En las novelas de José Milla hay “pequeños” jóvenes Werther pero que no llegan a constituir el tema fundamental ni el personaje protagonista. El tema esencial el argumento y la fuente de las novelas millescas (especialmente de las llamadas novelas históricas) siguen con fidelidad el camino de “otro” romanticismo: un romanticismo con menor arrebato, sin casi nada de weltschmatz y más bien simpático y salpimentado cuyas historias de amor son el anzuelo para que las damas no abandonen la lectura y algunos caballeros también. El romanticismo de Milla va por la vertiente de sir Walter Scott que revive para Europa el mundo de la Edad Media, los torneos de caballería, los caballeros andantes que amaban a damas ilusorias, adamantinas y etéreas cuyos amores (aunque complicados y enredados) no llegan a ser (en hondura y pasión) del nivel de “Las cuitas del joven Werther” de Goethe. Damas ilusorias por las que deliraba Don Quijote y que se transustanciaban ora en Dulcinea del Toboso ora en la pobre campesina Aldonza Lorenzo.
De modo que como ya anuncié, no hay un solo romanticismo. He allí el problema y acaso el dilema cuando se habla de esta potente escuela. Se tiñe de muchos matices el término según cuál sea su referente. No es el mismo que en Alemania o Francia o Guatemala. Y de ahí que sería tan difícil encontrar coyuntura entre el primer Goethe, por ejemplo, y José Milla.
Hay también un romanticismo que anuncia y apoya al psicoanálisis.

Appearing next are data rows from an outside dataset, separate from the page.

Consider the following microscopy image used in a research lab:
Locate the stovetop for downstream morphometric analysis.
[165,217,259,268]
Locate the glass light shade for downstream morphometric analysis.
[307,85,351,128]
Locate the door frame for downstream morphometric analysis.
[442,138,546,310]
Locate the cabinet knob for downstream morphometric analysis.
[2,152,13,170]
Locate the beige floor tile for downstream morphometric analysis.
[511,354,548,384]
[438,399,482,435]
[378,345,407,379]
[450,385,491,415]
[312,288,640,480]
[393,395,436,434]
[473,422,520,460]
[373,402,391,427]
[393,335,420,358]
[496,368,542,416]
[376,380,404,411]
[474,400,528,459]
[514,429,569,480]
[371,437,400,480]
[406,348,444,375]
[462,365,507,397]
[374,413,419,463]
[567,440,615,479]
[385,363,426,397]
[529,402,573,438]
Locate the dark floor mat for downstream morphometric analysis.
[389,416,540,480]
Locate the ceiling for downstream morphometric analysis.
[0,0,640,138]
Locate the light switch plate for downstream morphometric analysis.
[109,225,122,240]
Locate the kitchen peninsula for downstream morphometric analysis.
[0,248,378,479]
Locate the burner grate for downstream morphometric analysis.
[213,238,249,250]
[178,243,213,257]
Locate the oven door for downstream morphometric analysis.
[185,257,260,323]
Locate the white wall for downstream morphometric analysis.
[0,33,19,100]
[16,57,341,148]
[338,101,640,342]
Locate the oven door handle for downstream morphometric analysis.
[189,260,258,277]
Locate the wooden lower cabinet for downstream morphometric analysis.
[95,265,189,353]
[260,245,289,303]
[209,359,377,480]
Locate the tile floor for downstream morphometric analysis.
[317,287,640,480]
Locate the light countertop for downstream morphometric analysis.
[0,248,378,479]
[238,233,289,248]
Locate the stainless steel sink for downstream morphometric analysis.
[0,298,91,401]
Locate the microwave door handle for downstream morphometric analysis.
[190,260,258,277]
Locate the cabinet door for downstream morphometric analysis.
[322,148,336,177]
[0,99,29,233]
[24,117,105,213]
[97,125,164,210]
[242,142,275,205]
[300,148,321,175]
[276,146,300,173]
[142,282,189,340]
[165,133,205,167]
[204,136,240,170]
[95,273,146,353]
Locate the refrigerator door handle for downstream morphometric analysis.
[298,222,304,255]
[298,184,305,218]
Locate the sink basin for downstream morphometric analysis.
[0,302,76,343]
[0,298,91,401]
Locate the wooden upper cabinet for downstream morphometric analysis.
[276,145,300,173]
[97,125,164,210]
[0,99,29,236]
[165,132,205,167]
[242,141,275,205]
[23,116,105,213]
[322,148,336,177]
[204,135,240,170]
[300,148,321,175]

Ese es el romanticismo de Schopenhauer, de Nietzsche o de Holderlin (entre otros, aunque no nos lo parezca) que también servirá de base al existencialismo posterior. Es el romanticismo que nos habla de la “enfermedad” del hombre, de su lado inerme y oscuro, de sus sombras, de su afán de infinito y su incapacidad para verlo y entenderlo. Es el romanticismo de hondos alcances: el que entra de golpe en el corazón de la filosofía. Aquel que presenta un hombre lleno de contradicciones pero sobre todo incompleto. Baldado, cuya alma camina en silla de ruedas. Es el romanticismo que pregona la descompensación innata del humano. El sentimiento de ser menos y de no tener más cualidades. Apenas unas cuantas sobre las especies “inferiores”.
Pero este no es el romanticismo de José Milla. Participa de lo que he enumerado en el párrafo anterior de manera muy leve. En su obra no hay angustia generada por la condición humana. No hay la sensación de un hombre que le hace falta de todo, un enfermo, un incompleto, un impotente que aspira no obstante a la garra del león y al brillo de la estrella, chocando todos los días contra la frustración de no poseer ninguna de esas dos cualidades.
El romanticismo de Milla y Vidaurre puede entenderse y definirse como una reacción de cara a uno de los rasgos del neoclásico. El neoclásico impugnó la ignorancia, la superstición, la teología, el catolicismo escolástico y medieval y, por tanto, la estructura socioeconómica religiosa de la Edad Media, Edad Media que había desaparecido casi por completo en Europa en el siglo XVIII, pero que floreció en América con los conquistadores, la colonia y los encomenderos.
Como uno de los rasgos del romanticismo es su desdén por la racionalidad neoclásica (y todo lo que esa racionalidad impugnó) el escritor romántico disfruta volviendo a dar vida a la Edad Media, a sus creencias, supersticiones y leyendas (en Europa) y, en América, especialmente a sus regímenes, personajes y a su llamada aristocracia que volvía los ojos hacia lo feudal.